ASCAP chairman and President Paul Williams noted that the current system “undervalues musical works” and was inefficient. “As outlined in the report, the current marketplace is strained by the 70-year old consent decree regime and is not appropriately responsive to the free market, particularly in our new digital world,” said Williams. “As we continue to advocate for our members in Washington, today’s report is an important step towards meaningful reform.”

RIAA chairman and CEO Cary Sherman, commented: “The Copyright Office has made an important contribution to the ongoing conversation about modernizing the copyright laws. They have given all of us in the music community a lot to digest and reflect upon. As the economic engines of the broader music industry, record labels look forward to participating in this ongoing discussion and working toward reform that will both modernize the outdated music licensing system and more accurately reflect the investments and value that the various stakeholders bring to the music marketplace.”

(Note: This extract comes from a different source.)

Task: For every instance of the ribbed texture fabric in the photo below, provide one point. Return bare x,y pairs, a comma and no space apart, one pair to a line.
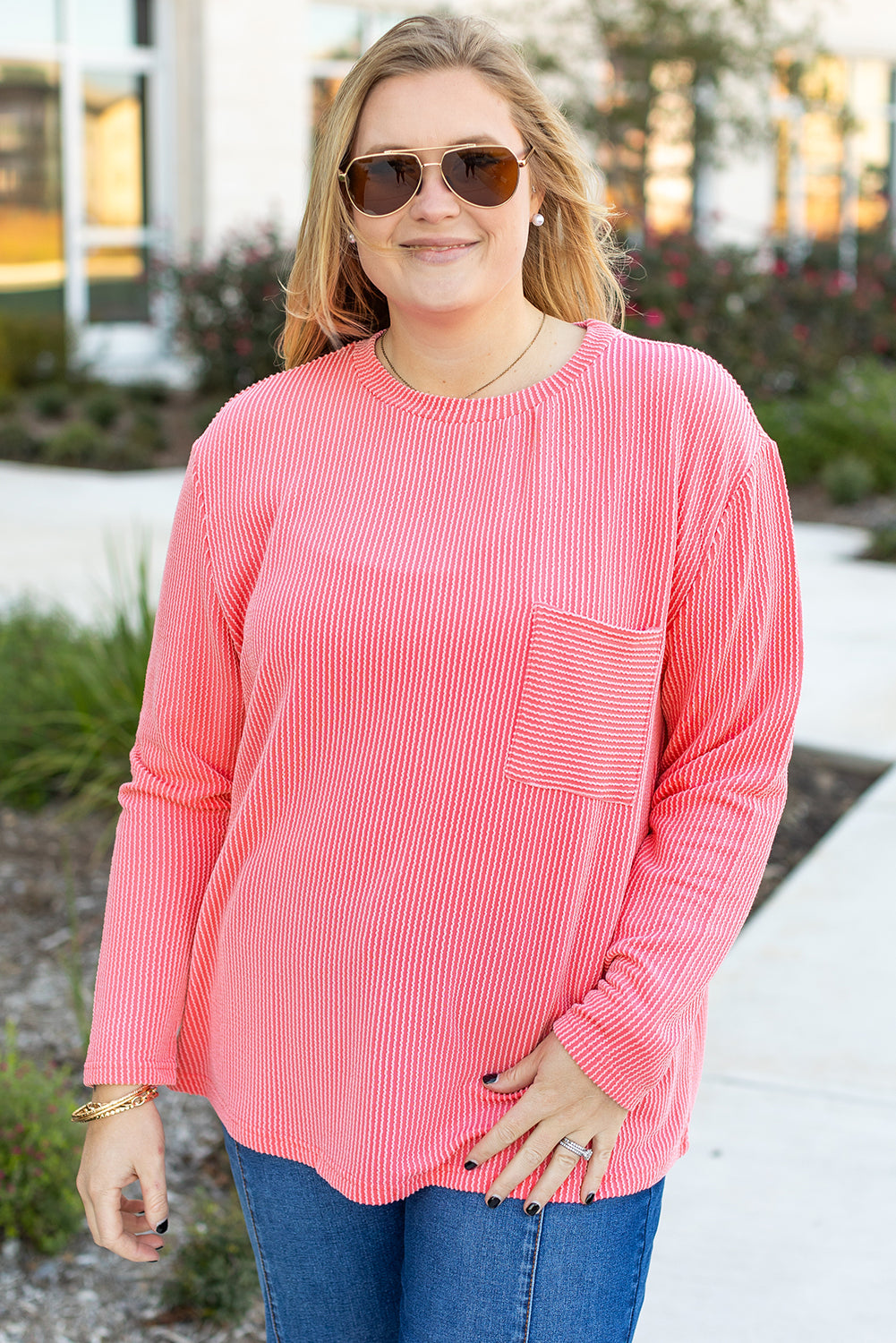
464,719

The RIAA is asking in particular the legislators to grant rights owners a performance right for terrestrial radio on sound recordings and to rule on the situation of pre-1972 recordings on which digital services such as Pandora and Sirius do not pay royalties.

“The establishment of a terrestrial performance right and the guiding principle of fair market pay for songwriters, artists and producers are important foundations of this new report,” said Neil Portnow, President/CEO of the The Recording Academy. “We now call on Congress to implement common sense, pro-creator reforms in a comprehensive legislative approach.”